Ein Jahr lang studierte sie Psychologie, anschliessend Erziehungswissenschaften. «Damit habe ich meine Berufung gefunden.» Ihre Dissertation schrieb sie über Hochbegabungsförderung an Schweizer Volksschulen, damals noch ein Tabuthema. «In den Kantonen stiess ich mit meinen Recherchen teilweise auf Widerstand. Erst als ich fragte, was man mit unterforderten Kindern machte, bekam ich Antworten.» Unterforderte Kinder – heute ein weiteres Schlüsselthema ihrer Forschung.
Tanzen als Ausgleich
Nach mehreren Jahren, in denen sie als Dozentin an verschiedenen Hochschulen unterrichtete, war es der bekannte Pädagoge und Professor Fritz Oser, der sie an die Universität Freiburg einlud. «Er wurde mein Mentor und setzte mir in den Kopf, ich sollte doch habilitieren.» Was sie 2004, mit über 50, tat. Ein grosser Schritt für sie, wie sie sagt. 2011 gründete sie das Zentrum für frühkindliche Bildung, ein Jahr später wurde sie emeritiert – vorzeitig und auf eigenen Wunsch. Die zeitliche Belastung war zu hoch geworden. Seither mache sie nur noch das, was sie gern mache. «Ich habe den schönsten Beruf der Welt.» Und das heisst für sie, an dem von ihr gegründeten und geleiteten Forschungsinstitut Swiss Education ihrer wissenschaftlichen Arbeit nachzugehen, in der sie auch mit 71 noch immer völlig aufgeht.

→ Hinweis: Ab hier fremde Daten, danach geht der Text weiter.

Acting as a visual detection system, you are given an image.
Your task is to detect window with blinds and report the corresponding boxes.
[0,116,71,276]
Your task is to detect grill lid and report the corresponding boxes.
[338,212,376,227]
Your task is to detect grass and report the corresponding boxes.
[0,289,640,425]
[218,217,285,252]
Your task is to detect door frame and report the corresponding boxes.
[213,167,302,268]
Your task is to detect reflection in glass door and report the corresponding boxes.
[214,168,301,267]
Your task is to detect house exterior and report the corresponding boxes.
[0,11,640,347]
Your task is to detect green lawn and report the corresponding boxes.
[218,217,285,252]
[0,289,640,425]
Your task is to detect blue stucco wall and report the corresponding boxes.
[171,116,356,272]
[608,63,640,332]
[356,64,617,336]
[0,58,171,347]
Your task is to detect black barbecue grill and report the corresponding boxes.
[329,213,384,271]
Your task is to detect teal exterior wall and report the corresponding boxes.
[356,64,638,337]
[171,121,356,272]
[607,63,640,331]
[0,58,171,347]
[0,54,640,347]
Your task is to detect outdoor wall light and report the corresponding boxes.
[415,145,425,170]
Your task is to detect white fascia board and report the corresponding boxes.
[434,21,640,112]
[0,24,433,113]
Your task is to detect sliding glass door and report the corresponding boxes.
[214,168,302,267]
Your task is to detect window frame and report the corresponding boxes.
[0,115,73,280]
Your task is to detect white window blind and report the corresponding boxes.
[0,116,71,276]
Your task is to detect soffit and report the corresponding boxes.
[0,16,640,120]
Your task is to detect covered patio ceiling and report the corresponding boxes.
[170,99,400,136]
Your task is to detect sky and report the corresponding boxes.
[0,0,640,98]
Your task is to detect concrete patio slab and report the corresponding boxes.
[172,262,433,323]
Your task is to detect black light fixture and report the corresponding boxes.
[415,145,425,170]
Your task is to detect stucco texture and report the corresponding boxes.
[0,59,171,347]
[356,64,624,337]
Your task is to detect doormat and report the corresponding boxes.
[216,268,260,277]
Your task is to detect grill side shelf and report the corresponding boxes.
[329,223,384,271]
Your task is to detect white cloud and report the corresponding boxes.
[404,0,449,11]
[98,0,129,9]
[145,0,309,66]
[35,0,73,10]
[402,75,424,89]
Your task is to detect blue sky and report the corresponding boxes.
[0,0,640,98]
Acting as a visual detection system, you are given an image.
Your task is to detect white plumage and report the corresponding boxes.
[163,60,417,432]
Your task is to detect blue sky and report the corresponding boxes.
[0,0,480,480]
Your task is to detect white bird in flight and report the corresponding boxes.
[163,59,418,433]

Was ist es, was sie antreibt? «Die Abweichung von der Norm interessiert mich.» Auch der Begriff «Chancengerechtigkeit» fällt im Gespräch öfter. Diese funktioniere nach wie vor nicht. Mehr begabten Kindern aus Arbeiter- und Migrantenfamilien den Weg ans Gymnasium zu ebnen, ist für Margrit Stamm eine Herzensangelegenheit. Natürlich könne man heute dank des durchlässigen Bildungssystems auch später noch durchstarten. «Aber das darf keine Ausrede sein.» Auf der anderen Seite liessen heute manch gut situierte Eltern nicht locker, bis sie für ihr Kind die Diagnose Hochbegabung erhielten. «Sie ist zu einem Statussymbol geworden.» Entscheiden über eine akademische Ausbildung sollten aber ausschliesslich Neigungen und intellektuelle Fähigkeiten, lautet ihr unumstössliches Credo.
Sie selbst achtet mittlerweile mehr auf ihre Work-Life-Balance, auf die sie stolz ist. «Das jetzt sind meine besten Jahre», erklärt sie. Im Element fühlt sie sich beispielsweise beim Tanzen, sei es beim Gesellschaftstanz mit ihrem Mann, sei es beim Ballett, mit dem sie vor fünf Jahren angefangen hat. Natürlich mache sie keinen Spitzentanz, «aber das Training ist wunderbar, man lernt den eigenen Körper kennen. Und es ist eine gesundheitliche Altersvorsorge.»